Britain = ‘The sick man of Europe’

12:37 25.11.2022 •

There is poverty everywhere in Britain. People with technically decent jobs are arriving at food banks. Kids are dying from inhaling the mould in their bedrooms. The complex, proactive stuff a state must do – like monitoring and disrupting child-exploitation networks, or getting patients through the A&E triage system within 12 hours – runs into the problem of no money, no people and no political will, - writes “The New European” in a smashing comment.

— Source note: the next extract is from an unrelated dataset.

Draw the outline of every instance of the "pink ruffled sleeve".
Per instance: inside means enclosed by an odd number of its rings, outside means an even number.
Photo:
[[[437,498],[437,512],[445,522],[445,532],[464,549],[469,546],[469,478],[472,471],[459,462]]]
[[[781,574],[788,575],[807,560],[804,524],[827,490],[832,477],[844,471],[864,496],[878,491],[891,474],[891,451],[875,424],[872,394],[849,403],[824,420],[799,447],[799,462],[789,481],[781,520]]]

“The New European” draws some conclusions, inconvenient for the Conservative authorities: So what’s ahead of us might be the worst two years, economically, in living memory: certainly worse than the post-Lehman Brothers slump; worse than Covid; worse than the first three years of the Thatcher government. A much-shared bar graph showing the UK facing the sharpest GDP decline in Europe next year (-1.4% compared with Ireland’s predicted +3.2%) makes clear the depth of the crisis we are facing.

British conservatism has come to the end of a long era. What failed over the summer was not just an economic doctrine. The Conservative Party itself failed as a trustworthy steward of government.

The Tories lost control of the economy. Because the economy – in the form of the enlightened self-interest of British business – had lost control of the Conservative Party. The party had become an instrument for political elite self-preservation: a machine to keep people like Boris Johnson in power, and their advisers – in Dominic Cummings’ famous words – in close proximity to “hot women and beer and pizza and music in the office on Friday and Saturday night”.

Brexit was the triumph of ideology over economic self interest. Hard Brexit then turned the Tory party into a Utopian cult. When Brexit, inevitably, began to weaken the fundamentals of the UK economy – trade, labour supply, investment and productivity – the cult mentality kicked in: not just among the members, but in Truss, Kwarteng and their hangers-on. Belief in Brexit, belief in the small and xenophobic state would get us through, they believed.

What’s run into a wall here is a doctrine, an ideology and an economic model. Since 2010 we’ve tried conservatism in all its potential forms: globalism plus austerity; soft ‘Brexit plus austerity’; ‘hard Brexit plus the big state’; ‘hard Brexit plus the small state’; and now ‘hard Brexit plus austerity’ – which, for those of us who understood reality, was always going to be the destination.

Free market globalisation worked until the dotcom crash; then it needed the life support of cheap credit to keep going; cheap credit crashed the banking system, requiring central bank money printing to keep the economy alive.

Austerity eroded social solidarity.

Brexit created needless friction with a market of 450 million people.

And at every stage British conservatism doubled down – on economic nationalism, crass xenophobia and legalised corruption.

And then the Central Bank stopped printing money, and the rest you know from the headlines, concludes “The New European”.